The social engineering proposed is of the most dystopian and heavy-handed variety: it involves taking a group of volunteers to Antarctica to format them to a supposed sociocultural blank slate, followed by "characteristics monitoring". Despite the apparent care for superficial day-to-day happiness, human beings are to be indoctrinated to see themselves as discardable resources. They are not just governed with "mere" discipline, but with a program of violent population control (e.g. "maximum 2 childrens", "not necessarily with the same partner", "euthanasia", "not owned by the individual", ...).

So humans on Chrysalis will decide over every single aspect of life and death, not for themselves but for each other. But this time, unlike all earlier times, it will work because they're going to keep "governance architecture liquid, horizontal and inclusive" and "open source communities" and "not ethically compulsory" and based on "deep scenario exploration".

2 comments

> taking a group of volunteers to Antarctica to format them to a supposed sociocultural blank slate

I'd love to see an actual blueprint for making this work. I don't believe in it at all.

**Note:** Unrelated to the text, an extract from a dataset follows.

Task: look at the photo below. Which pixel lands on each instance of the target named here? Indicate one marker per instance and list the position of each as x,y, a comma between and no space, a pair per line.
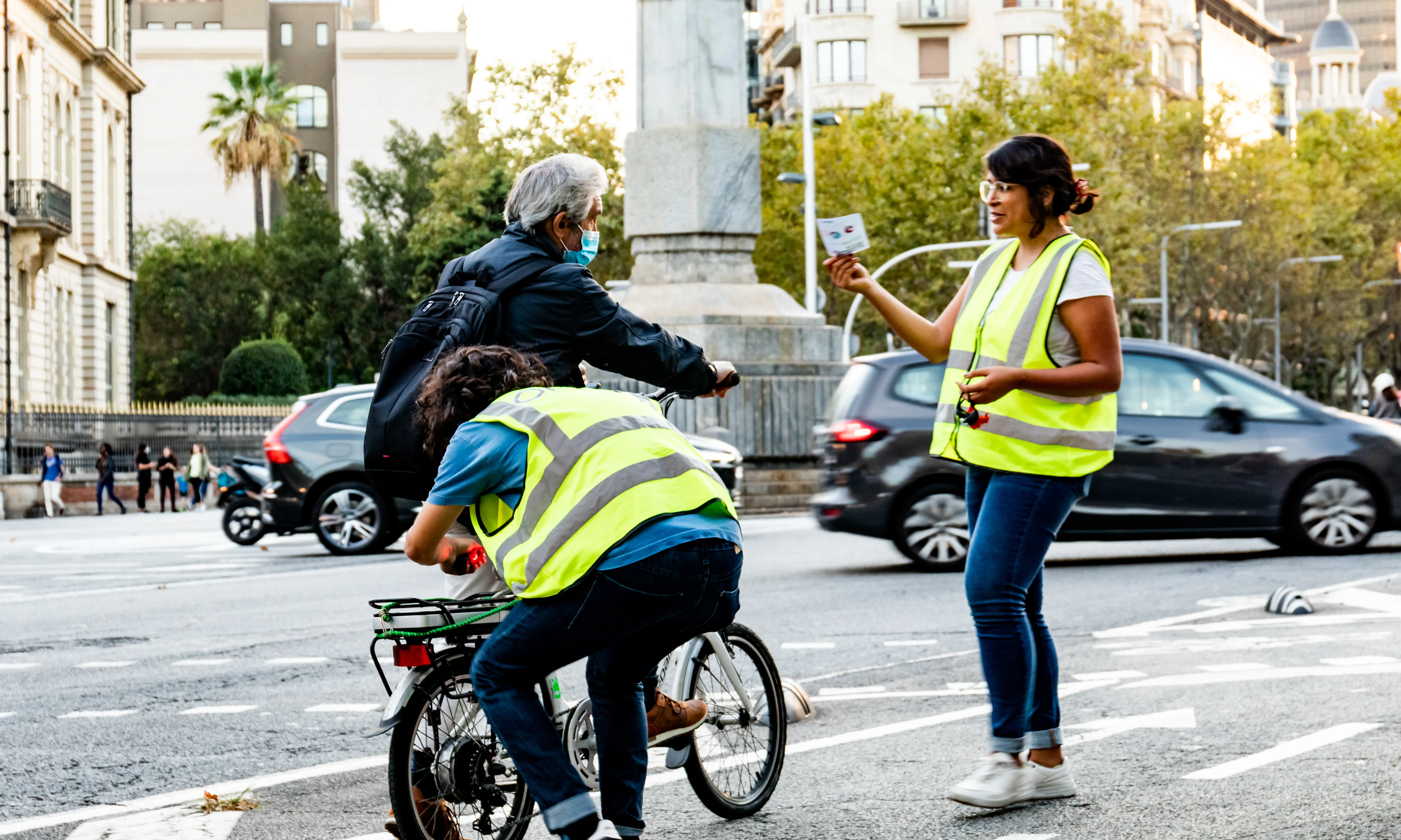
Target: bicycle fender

> They are not just governed with "mere" discipline

Unclear to me what discipline exists. There's no mention of crime and punishment or enforcement. It seems assumed that you'll have indoctrinated everyone sufficiently to not need it?

My working model of indoctrination and control is based on power imbalance. Once they're on the ship, I don't think "the AI's will control everything" is gonna fly forever.

For a deep dive into the psychological aspects of a forming colony I recommend KSR's Mars trilogy.